Koca Güneş’in yanında soluk, küçük bir nokta gibiydi Merkür. Merkür’ün dağlarını, kraterlerini göreceklerini hayal ederek teleskop olan merkezlere koşanlar gördükleri karşısında önce hayal kırıklığına uğradılar, sonra şaşırdılar. Merkür’ün büyüklüğünü ve olayın önemini öğrenince ise ‘vay be’ dediler. Bir daha baktılar. Teleskopların okülerine dayadılar telefonlarını ve Güneş’in üzerindeki küçücük noktayı çekmeye çalıştılar. Çoğu da başardı. “Yaşasın, sonunda çektim” diye bağıran da oldu.
Bugün ben de 13:30’da Aksaray Bilsem Gözlemevi’ndeki teleskopun başındaydım. Gerekli hazırlıkları yapmak üzere. Oküler tamam, güneş filtresi tamam. Elektrikler kesik değil. Kubbede sıkıntı yok. Kapaklar açılıyor. Bilgisayar teleskopu görmemezlik etmedi. Ve işte Güneş’teyim. Ama henüz Merkür yok. Biraz daha beklemek gerek. Bir çay, kahve molası…
Aşağı indim, kahvemi aldım, yukarı çıkmak üzereyken ziyaretçiler damlamaya başladı. Ama kamerayı ayarlamamıştım. Neyse dedim, sonra ayarlarım. Ne mümkün…
5 yaşından 80 yaşına kadar ziyaretçim oldu. 5 yaşındaki çocuğa okülerde olan gözü kapatmaması gerektiğini öğrettim, ‘şimdi gördüm turuncu birşey var’ dedi annesine. 80 yaşındaki amca gözlemevinin demir merdivenleri tırmanırken biraz zorlandı ama Merkür aşkı baskın geldi ve çıktı. O da izledi. Bir ara gözlemevinin içinde 15 kişi oluverdi. Daha gelenler vardı aşağıda sabırla sıralarını beklediler. Bekleyişleri biraz uzun sürdü. Çünkü her çıkan fotoğraf çekmek istedi. Yine de beklediler. Bir sürü fotoğraf çekildi. Bir sürü bilgi aldılar. Hayatlarında ilk kez bir teleskop ve gözlemevi gördüler. Keyifle evlerine döndüklerine eminim.

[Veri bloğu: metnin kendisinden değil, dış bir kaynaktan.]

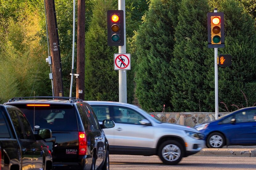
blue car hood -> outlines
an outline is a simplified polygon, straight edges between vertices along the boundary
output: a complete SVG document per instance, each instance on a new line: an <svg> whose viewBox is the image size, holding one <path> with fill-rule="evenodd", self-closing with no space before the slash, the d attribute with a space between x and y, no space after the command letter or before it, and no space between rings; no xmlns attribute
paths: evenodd
<svg viewBox="0 0 256 170"><path fill-rule="evenodd" d="M187 131L190 131L196 133L200 133L200 132L197 130L193 128L190 127L188 126L180 125L172 123L158 123L155 125L155 126L164 128L168 128L170 129L173 129L179 130L183 130Z"/></svg>

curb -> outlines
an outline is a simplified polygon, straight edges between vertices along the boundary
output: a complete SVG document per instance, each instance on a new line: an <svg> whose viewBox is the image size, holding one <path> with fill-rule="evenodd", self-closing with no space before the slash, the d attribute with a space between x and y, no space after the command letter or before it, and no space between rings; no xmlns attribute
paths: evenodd
<svg viewBox="0 0 256 170"><path fill-rule="evenodd" d="M256 149L249 149L204 148L192 156L221 156L255 157Z"/></svg>

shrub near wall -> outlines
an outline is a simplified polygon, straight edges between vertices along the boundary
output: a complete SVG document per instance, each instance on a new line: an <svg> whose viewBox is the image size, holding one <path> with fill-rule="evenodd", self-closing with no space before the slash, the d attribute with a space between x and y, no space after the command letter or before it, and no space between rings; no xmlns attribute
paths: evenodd
<svg viewBox="0 0 256 170"><path fill-rule="evenodd" d="M229 114L229 113L219 113L221 115L221 117ZM214 112L156 112L151 113L151 114L163 122L179 125L180 116L183 115L185 117L185 126L191 127L215 120L215 113Z"/></svg>

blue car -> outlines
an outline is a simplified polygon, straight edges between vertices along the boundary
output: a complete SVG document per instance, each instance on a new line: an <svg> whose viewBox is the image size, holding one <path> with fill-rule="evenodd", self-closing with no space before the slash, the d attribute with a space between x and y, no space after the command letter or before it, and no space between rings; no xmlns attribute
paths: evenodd
<svg viewBox="0 0 256 170"><path fill-rule="evenodd" d="M218 120L194 127L204 135L209 148L256 145L256 107L239 109Z"/></svg>

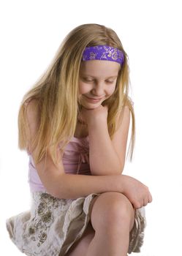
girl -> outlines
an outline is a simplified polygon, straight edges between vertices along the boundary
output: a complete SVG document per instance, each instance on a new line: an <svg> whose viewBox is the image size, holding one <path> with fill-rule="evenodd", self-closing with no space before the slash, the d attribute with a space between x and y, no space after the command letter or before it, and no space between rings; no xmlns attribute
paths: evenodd
<svg viewBox="0 0 182 256"><path fill-rule="evenodd" d="M20 105L19 146L29 155L31 210L7 220L27 255L126 256L140 252L146 186L126 175L134 115L127 55L117 34L85 24L65 38Z"/></svg>

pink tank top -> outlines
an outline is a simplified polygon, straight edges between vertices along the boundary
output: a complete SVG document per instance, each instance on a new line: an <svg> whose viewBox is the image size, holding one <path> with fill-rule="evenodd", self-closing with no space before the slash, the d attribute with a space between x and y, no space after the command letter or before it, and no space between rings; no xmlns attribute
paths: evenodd
<svg viewBox="0 0 182 256"><path fill-rule="evenodd" d="M88 136L80 138L73 137L65 148L62 160L66 173L91 175L89 166ZM29 183L31 192L46 191L31 154L29 154Z"/></svg>

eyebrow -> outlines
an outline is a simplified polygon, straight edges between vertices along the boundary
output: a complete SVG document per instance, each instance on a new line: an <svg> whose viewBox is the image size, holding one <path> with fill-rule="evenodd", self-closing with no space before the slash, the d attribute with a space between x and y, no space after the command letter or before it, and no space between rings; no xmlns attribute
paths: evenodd
<svg viewBox="0 0 182 256"><path fill-rule="evenodd" d="M89 78L96 78L96 77L94 77L92 75L86 75L86 74L80 74L83 77L89 77ZM118 75L111 75L111 76L109 76L109 77L107 77L105 78L105 79L109 79L109 78L116 78L118 77Z"/></svg>

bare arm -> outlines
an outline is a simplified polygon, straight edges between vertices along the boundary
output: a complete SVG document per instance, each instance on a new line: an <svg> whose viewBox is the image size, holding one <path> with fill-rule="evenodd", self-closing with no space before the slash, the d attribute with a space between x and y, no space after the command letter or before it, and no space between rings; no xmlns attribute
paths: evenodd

Bu satırları okuyan, teleskopuyla, gözlemeviyle halka açık Merkür gözlemi yaptıran her amatör ya da profesyonel gökbilimci, bu satırlarda yazılanları bugün az çok yaşamıştır. İnsanlarımız bilimi merak ediyor, doğruyu bilmek isteyenler çoğunlukta. Meraksız olanlara yapacak birşey yok. Eğer bir gün merak ederlerse biz yerimizde onları bekliyor olacağız.
Bu uzun yazının kıyısında köşesinde gördüklerinizse ülkemizin değişik yerlerinde çekilen, geçiş fotoğrafları. Kimi profesyonel, kimi ise amatör. Ancak önemli olan bu heyecanı yaşamaları ve fotoğrafları paylaşmaları. Ben de gördüklerimden, bana ulaşanlardan birkaçını buraya koydum. Fotoğrafını koyduğum hiçbir merkezin ya da kişinin bundan haberi yok. Sürprüz olsun dedim.